El asambleísta precisó que en el Gobierno hay personas, entre ellas el vicepresidente Jorge Glas, a las que les ha tocado defender, por su rol y por convicciones personales y políticas, una determinada posición. “De una u otra manera no va a tener un comportamiento distinto. Creo que también hay que tener madurez para entender eso”.

“Cuando me han preguntado sobre la posición del Presidente Moreno en algunos temas y la posición del expresidente Correa, yo he dicho que tampoco es tan antinatura que un presidente recién electo quiera abrir espacios de legitimidad, incluso en el sector que no votó por él. Y que un expresidente defienda su gestión como exitosa. No creo que sea antinatura los dos temas”, aseveró.

Y afirmó que con aquello, PAIS y su militancia también está poniendo a prueba su madurez política para encontrar puntos de diferencias naturales que puedan existir, pero que no pongan en riesgo la unidad del proyecto político. Por eso, dijo, apostará y trabajará para que los sectores políticos, gremiales y sindicales respondan con la misma generosidad con la que está haciendo el llamado al diálogo el Primer Mandatario.

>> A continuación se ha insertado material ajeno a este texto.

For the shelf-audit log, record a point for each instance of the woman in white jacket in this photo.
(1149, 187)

“Por ejemplo, ¿qué tipo de madurez política hay de algunos actores que hoy sí se muestran completamente democráticos y dialogadores, cuando estaban desconociendo los resultados electorales? La ciudadanía debe revisar el informe definitivo de la OEA sobre las elecciones en el país. Fue contundente e, incluso, duro y fuerte con los sectores que quisieron aprovecharse del momento sembrando dudas de la legitimidad sobre el proceso democrático”, manifestó.

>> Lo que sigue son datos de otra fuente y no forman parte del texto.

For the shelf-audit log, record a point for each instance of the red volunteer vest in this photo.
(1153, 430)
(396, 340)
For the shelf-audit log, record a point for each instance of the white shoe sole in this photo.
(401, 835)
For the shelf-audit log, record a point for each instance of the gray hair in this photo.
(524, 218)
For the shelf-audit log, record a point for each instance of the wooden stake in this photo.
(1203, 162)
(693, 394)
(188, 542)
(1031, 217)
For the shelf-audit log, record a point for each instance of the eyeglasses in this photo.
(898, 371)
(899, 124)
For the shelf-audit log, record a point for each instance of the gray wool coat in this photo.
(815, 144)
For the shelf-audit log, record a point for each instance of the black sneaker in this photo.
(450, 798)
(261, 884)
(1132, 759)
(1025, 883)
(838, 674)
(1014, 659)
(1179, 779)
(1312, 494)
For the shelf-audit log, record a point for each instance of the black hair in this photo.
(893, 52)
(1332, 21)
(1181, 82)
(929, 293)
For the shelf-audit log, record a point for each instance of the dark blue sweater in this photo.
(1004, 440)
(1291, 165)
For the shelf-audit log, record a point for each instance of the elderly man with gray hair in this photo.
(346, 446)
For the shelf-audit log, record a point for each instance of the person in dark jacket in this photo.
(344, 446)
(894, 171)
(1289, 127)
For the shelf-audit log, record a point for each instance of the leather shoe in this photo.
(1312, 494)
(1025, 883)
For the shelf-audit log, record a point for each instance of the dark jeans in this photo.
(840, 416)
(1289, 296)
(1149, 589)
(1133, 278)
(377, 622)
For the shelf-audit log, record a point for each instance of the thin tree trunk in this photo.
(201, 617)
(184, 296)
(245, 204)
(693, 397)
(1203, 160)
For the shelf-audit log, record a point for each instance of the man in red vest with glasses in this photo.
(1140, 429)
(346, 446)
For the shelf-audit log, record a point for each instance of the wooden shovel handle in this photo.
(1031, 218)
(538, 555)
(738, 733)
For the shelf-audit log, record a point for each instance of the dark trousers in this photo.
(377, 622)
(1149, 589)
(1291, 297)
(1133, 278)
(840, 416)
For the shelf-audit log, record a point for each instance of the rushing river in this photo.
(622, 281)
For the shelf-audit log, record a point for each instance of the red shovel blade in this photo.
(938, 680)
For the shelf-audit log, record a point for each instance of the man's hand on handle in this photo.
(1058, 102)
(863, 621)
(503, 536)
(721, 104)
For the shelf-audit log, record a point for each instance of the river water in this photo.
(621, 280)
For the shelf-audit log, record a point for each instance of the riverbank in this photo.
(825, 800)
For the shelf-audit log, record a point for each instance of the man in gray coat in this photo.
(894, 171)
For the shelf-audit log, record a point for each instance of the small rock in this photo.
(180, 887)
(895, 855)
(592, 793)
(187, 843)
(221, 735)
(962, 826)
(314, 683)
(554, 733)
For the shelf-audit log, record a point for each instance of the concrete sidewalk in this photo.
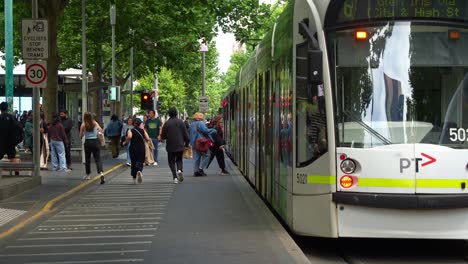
(210, 219)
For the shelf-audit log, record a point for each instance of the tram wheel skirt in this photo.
(360, 221)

En ese sentido, comentó, existen determinados sectores que siguen con una posición de campaña y recordó que en el Pleno de la Asamblea Nacional convocó a los legisladores de oposición a que tomen conciencia de que la campaña electoral ya terminó. “La gente quiere que hagamos una legislación sobre los temas que le preocupan, el empleo, que superemos definitivamente la coyuntura económica, los temas de seguridad, mayor acceso a la educación, mayor garantía de derechos, una nueva Ley de Seguridad Social, la aprobación del Código de la Salud”.

“Pero hay algunos que quieren seguir montando el show de la supuesta ilegitimidad de las elecciones, algún candidato que he visto su nombre, ya vi también que ha sacado un video por redes sociales exactamente en la misma tónica”, criticó.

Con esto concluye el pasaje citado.